The kitchen, led by chefs Emily Crawford and Kyle Wisner, is integral to the space. One Sunday I watched a prep cook wrap a huge batch of cultured butter in cheesecloth. It has an almost cheesy tang that elevates scrambled eggs to a whole new realm. Sweetened with chopped dates and slathered generously on thick-cut slices of sourdough toast, it’s my idea of breakfast, chased with neighbor Caffé Umbria’s bold coffee.
“We use a lot of butter,” said the staffer at the butcher-block counter displaying pastry chef Sarah Ellsworth’s splendid baked goods, among them big-shouldered croissants; caramelized kouign amann; andfragrant cardamom cake sizzling with spice.
Cultured dairy warrants its own section on the brunch menu.
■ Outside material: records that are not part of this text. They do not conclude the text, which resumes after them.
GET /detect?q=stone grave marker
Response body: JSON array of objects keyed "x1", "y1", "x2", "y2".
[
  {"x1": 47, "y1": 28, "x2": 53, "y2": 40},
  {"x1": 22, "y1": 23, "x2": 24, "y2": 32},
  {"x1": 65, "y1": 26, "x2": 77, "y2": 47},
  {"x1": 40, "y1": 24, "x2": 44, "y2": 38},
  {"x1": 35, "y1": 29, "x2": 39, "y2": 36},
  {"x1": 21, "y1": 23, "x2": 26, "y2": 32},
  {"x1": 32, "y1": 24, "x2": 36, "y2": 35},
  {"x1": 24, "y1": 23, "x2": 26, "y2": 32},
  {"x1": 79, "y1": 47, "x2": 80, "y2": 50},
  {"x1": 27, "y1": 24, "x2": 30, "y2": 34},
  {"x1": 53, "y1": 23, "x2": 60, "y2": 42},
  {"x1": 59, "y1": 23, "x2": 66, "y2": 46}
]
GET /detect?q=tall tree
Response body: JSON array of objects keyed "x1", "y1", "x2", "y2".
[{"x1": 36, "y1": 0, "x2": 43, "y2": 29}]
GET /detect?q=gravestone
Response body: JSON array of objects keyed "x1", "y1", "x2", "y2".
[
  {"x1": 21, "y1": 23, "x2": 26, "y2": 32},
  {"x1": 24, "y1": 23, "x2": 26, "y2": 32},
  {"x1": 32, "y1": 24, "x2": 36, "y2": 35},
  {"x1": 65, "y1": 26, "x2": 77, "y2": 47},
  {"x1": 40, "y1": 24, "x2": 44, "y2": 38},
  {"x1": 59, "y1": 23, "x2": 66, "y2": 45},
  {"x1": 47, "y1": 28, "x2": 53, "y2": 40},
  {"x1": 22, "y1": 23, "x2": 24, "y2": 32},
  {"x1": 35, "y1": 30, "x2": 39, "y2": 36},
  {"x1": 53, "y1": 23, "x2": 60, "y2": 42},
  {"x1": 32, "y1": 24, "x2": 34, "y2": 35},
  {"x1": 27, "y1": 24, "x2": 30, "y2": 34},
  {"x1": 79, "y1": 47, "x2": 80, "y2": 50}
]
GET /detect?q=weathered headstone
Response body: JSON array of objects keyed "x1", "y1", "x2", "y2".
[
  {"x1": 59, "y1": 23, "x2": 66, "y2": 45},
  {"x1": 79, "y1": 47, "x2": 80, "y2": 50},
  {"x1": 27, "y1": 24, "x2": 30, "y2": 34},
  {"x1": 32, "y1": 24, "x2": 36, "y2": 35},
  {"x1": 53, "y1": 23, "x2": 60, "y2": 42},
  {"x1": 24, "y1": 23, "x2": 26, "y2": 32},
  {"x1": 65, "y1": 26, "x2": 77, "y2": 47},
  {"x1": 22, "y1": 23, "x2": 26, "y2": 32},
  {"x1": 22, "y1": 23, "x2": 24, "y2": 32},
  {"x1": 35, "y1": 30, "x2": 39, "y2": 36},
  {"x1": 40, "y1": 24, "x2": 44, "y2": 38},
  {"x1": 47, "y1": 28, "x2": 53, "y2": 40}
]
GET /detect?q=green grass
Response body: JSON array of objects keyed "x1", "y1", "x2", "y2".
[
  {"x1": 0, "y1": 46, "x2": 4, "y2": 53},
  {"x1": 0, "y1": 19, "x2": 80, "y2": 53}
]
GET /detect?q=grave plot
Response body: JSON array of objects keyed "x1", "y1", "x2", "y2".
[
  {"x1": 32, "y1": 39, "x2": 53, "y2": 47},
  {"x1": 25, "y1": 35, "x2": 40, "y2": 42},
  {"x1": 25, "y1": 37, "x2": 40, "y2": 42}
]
Baby beets, chopped roasted rhubarb and crunchy toasted emmer trailed across an ivory pool of house-cultured whole-milk yogurt. Crème fraîche added a pleasingly sour dimension to lush king salmon lox, sea beans and fresh dill arranged over pillowy, caraway-scented fry bread.
Weekday lunch runs to soups, salads and shareable plates. Full-service lunch lasts until 3 p.m. on weekdays, but the cold case remains stocked until closing for counter service or take-away. (The Little London Plane, a wine bar with snacks, stays open later at the other end of the block.)
At lunch, as at brunch, simplicity and superior ingredients reign. A light tomato sauce moistened savory pork meatballs. Roasted leg of lamb, tender, rosy slices imbued with lemon and herbs, was served cold with a dollop of luxurious tzatziki.
Cured anchovies and picholine olive tapenade held a creamy white cliff of buffalo mozzarella in a bold, briny embrace. Oil-poached local albacore was slightly dry, but nothing a lube job with lemon and charmoula sauce couldn’t remedy.
Several dishes amounted to an exaltation of vegetables. Cumin and clove warmed a chilled soup of carrot tops and cauliflower. Ginger and lime jazzed shavings of raw golden beet, carrot, fennel and radish.
Grassy nettle and herb pesto wove through a glorious pasta salad composed of roast chicken, feta, walnuts, lentils and tiny quills of trofie noodles. Castelfranco radicchio figured prominently in an opulent chickpea-studded chicory salad, its bitter edge smoothed with tahini-enriched apple cider dressing.
It’s tough to leave The London Plane empty-handed. One day I took home a sourdough round (available Tuesday-Saturday after noon, $7) and a trio of spreads: raita with roasted spring onion, cashew-thickened red pepper hummus and bright beet hummus tart with pomegranate syrup. That night for dinner, I set out the spreads with slices of bread, poured a glass of wine, put up my slippered feet and turned on the TV.